Probabilmente molte banche centrali troverebbero interessante una prospettiva del genere. D’altronde, il ruolo del dollaro nei pagamenti internazionali ed il disavanzo della loro bilancia commerciale, hanno assicurato agli Stati Uniti il controllo su gran parte dell’economia mondiale. Non a caso, nelle scorse settimane si sono verificati degli avvenimenti che sono interpretabili come conferme indirette di quanto descritto.

La scorsa settimana, cinque banche centrali (Gran Bretagna, Canada, Banca Centrale Europea, Svezia e Giappone) insieme alla Banca dei pagamenti internazionali hanno dato vita ad un consorzio con lo scopo di scambiarsi esperienze sui rispettivi progetti di valuta elettronica. Chiaramente si tratta di una valuta orientata ai pagamenti internazionali: non a caso lo scorso dicembre il direttore della banca centrale del Giappone aveva dichiarato di non ritenere utile lo sviluppo moneta elettronica per i pagamenti retail. Più o meno contemporaneamente, il gruppo Vodafone ha rinunciato a partecipare al consorzio Libra: una decisione probabilmente dovuta alla scelta strategica di impegnarsi direttamente al mercato del money-transfer tramite la consociata M-Pesa.

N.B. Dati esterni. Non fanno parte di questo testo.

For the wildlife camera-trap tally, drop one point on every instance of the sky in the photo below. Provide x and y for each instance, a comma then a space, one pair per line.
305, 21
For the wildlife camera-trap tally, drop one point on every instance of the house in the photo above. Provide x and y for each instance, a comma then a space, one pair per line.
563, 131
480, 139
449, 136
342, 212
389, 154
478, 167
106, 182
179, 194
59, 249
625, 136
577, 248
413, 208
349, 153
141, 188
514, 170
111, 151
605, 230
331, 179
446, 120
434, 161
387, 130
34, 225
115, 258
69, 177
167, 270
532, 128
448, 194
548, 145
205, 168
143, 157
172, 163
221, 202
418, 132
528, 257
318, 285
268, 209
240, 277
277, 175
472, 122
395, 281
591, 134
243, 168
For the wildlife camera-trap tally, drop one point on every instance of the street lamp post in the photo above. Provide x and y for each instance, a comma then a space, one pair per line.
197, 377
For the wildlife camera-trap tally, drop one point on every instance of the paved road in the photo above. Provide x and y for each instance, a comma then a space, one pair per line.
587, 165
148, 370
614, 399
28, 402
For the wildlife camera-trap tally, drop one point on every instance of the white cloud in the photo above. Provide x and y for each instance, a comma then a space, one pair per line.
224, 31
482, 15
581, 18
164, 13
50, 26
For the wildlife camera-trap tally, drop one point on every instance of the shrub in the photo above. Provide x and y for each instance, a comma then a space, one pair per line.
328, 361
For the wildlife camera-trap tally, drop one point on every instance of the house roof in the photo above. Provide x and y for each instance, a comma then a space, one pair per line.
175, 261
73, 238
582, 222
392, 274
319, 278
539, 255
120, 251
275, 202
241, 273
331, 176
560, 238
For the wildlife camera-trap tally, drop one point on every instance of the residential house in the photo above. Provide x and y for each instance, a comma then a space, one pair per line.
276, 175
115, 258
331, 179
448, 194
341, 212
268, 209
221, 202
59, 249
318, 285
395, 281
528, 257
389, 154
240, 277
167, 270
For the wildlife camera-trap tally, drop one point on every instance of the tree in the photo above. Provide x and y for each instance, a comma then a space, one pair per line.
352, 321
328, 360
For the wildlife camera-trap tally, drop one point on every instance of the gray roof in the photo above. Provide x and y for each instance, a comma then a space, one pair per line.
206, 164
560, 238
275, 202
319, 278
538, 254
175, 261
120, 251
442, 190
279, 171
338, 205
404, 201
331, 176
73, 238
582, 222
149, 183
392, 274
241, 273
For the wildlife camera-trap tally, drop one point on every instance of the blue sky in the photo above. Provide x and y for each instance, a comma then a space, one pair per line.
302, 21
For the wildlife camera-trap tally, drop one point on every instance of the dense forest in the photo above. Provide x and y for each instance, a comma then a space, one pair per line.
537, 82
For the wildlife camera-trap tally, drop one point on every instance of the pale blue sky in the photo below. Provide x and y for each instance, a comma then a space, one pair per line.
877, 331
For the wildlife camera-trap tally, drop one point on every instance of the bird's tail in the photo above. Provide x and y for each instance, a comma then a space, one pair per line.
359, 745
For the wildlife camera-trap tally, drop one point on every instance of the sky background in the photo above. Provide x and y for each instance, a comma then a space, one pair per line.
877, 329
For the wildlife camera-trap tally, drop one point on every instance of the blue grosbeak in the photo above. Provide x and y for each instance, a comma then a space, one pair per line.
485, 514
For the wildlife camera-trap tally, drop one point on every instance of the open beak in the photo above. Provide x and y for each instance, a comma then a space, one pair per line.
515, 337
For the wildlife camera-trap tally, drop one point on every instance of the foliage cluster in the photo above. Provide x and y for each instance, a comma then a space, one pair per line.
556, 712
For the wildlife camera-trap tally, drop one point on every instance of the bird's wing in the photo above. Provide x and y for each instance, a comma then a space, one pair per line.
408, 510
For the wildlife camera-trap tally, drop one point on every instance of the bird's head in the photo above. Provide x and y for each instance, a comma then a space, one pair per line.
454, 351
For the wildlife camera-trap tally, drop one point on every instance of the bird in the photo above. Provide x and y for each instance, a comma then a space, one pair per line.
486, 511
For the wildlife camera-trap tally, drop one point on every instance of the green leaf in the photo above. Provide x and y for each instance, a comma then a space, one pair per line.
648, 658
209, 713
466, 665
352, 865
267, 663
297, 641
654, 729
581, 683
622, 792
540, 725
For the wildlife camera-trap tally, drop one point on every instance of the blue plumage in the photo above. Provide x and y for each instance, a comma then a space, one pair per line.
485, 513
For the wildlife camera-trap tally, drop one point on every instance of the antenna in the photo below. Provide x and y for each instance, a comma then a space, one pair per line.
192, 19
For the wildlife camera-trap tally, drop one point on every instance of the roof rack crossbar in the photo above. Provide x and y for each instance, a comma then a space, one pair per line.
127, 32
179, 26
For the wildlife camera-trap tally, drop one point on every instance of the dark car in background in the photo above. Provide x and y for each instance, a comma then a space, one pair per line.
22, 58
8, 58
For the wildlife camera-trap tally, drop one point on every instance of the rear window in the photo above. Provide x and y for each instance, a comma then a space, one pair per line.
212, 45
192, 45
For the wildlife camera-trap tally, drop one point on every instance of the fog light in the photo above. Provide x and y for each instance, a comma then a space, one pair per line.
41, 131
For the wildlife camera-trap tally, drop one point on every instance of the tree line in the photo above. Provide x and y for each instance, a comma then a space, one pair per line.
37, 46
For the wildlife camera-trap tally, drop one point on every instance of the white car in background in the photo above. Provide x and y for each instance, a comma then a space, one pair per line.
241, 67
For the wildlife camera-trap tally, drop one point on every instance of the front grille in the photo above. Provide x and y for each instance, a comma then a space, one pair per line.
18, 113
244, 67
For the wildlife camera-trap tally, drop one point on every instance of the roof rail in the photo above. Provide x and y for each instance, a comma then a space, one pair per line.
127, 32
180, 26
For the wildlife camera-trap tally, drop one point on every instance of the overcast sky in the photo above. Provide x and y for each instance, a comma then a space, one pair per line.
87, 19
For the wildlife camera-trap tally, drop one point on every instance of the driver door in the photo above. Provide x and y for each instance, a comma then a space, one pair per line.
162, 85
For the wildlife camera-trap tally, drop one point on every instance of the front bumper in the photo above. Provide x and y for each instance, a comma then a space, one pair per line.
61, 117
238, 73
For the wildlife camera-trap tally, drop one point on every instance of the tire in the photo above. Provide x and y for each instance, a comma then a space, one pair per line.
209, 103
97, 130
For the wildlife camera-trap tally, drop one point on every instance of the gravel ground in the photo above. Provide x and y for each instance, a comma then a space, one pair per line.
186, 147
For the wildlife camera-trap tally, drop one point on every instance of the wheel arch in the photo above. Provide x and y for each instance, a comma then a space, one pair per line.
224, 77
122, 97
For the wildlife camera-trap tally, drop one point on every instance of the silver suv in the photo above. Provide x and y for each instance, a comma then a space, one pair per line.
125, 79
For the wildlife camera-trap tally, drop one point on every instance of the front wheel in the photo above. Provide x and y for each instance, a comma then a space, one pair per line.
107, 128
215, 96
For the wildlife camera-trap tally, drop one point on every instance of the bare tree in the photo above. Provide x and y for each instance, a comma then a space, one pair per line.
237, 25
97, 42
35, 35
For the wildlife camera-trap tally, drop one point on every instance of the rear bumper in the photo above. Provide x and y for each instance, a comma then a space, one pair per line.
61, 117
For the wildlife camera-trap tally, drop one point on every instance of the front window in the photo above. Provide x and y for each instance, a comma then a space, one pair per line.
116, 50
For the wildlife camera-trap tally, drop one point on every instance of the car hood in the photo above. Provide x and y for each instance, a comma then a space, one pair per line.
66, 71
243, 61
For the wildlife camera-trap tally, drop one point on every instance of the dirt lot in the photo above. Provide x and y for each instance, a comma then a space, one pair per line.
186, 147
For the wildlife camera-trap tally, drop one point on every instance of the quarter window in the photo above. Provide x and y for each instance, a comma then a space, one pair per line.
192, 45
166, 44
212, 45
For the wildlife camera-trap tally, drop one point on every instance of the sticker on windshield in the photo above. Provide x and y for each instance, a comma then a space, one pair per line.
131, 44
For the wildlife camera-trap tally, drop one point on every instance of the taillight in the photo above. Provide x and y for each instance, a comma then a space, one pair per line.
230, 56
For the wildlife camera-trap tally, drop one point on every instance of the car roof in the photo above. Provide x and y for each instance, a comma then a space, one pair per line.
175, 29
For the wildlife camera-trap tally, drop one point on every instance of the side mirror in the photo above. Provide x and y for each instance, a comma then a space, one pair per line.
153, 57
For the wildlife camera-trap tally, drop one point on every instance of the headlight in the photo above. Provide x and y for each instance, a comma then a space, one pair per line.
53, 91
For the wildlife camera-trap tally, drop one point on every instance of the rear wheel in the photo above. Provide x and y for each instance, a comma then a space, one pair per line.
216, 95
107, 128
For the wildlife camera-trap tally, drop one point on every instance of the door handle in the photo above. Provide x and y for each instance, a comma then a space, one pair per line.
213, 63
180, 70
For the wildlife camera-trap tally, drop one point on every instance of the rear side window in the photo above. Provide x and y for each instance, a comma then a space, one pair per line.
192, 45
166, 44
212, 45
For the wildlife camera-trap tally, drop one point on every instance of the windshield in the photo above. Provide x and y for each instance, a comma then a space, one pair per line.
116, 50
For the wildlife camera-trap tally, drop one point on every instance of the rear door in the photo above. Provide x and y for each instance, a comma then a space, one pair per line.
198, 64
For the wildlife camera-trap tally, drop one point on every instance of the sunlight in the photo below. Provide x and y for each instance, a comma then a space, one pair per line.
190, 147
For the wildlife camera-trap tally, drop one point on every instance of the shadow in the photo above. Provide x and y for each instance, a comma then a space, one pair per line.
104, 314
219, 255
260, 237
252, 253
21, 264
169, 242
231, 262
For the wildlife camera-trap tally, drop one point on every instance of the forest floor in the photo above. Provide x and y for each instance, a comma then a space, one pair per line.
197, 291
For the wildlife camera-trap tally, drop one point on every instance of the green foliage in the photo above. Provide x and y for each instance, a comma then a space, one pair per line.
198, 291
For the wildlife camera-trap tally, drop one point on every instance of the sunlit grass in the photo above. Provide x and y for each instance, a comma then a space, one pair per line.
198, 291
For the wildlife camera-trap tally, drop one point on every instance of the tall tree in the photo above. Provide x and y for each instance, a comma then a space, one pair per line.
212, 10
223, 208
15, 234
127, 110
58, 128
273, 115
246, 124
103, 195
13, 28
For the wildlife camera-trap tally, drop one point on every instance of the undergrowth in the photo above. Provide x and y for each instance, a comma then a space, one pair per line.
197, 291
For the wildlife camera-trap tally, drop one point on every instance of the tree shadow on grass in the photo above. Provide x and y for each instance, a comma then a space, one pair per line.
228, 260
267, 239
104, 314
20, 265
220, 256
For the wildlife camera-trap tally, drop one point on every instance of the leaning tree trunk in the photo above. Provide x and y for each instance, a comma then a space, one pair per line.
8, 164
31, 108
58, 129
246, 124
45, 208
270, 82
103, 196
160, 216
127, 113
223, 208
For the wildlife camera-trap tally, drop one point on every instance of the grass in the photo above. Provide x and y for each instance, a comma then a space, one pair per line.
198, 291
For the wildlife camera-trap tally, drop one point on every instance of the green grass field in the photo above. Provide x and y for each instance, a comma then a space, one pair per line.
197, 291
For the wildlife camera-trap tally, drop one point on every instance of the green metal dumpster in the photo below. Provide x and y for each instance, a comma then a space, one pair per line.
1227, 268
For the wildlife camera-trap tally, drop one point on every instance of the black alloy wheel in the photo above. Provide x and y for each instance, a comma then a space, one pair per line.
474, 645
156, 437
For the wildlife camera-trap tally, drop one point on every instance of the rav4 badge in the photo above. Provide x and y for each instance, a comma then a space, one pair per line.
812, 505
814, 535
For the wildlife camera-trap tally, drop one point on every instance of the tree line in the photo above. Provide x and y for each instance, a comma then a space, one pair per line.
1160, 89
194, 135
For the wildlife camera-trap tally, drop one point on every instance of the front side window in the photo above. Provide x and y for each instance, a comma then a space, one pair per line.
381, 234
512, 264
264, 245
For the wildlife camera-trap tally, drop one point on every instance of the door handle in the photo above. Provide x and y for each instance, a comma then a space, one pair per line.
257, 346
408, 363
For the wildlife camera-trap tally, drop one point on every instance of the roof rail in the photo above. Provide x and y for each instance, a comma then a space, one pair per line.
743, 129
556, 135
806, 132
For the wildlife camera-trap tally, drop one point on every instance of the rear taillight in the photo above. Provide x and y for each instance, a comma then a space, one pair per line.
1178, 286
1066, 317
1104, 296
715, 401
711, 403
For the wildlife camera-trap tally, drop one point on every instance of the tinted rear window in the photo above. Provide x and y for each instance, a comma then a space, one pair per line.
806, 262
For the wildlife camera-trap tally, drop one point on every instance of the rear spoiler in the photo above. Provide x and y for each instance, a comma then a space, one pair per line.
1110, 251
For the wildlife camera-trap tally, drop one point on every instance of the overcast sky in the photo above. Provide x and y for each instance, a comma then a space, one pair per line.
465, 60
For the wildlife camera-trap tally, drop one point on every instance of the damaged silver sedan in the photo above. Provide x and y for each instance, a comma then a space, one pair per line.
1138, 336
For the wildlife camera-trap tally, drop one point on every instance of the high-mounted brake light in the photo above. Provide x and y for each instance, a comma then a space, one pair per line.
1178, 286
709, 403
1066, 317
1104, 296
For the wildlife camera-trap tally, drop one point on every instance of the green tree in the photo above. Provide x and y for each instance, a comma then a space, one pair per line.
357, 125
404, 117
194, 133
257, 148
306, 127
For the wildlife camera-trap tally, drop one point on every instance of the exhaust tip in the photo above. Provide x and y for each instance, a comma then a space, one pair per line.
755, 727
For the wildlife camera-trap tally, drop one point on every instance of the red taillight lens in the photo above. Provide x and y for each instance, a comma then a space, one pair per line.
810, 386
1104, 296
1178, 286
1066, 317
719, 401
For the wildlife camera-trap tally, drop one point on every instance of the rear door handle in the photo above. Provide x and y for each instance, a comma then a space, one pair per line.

Pochi giorni fa, la banca centrale dell’Australia ha pubblicato una proposta estremamente favorevole alle stable-coin: alcuni osservatori ritengono che questo possa preludere a trattative per l’incorporazione in Australia del consorzio Libra. Infine, la banca centrale della Thailandia ha confermato di proseguire nella realizzazione di una valuta elettronica nazionale. Lo scorso dicembre si è concluso con successo il progetto Inthanon-LionRock. Ed è stato costruito per la prima volta un corridoio bancario tra due blockchain nazionali, una che collega otto banche thailandesi e l’altra che ne comprende altre due di Hong Kong. E’ stata verificata la possibilità di eseguire pagamenti internazionali anche in valuta estera. Parafrasando il generale von Clausevitz, anche l’economia potrebbe essere la continuazione della politica con l’aggiunta di altri mezzi.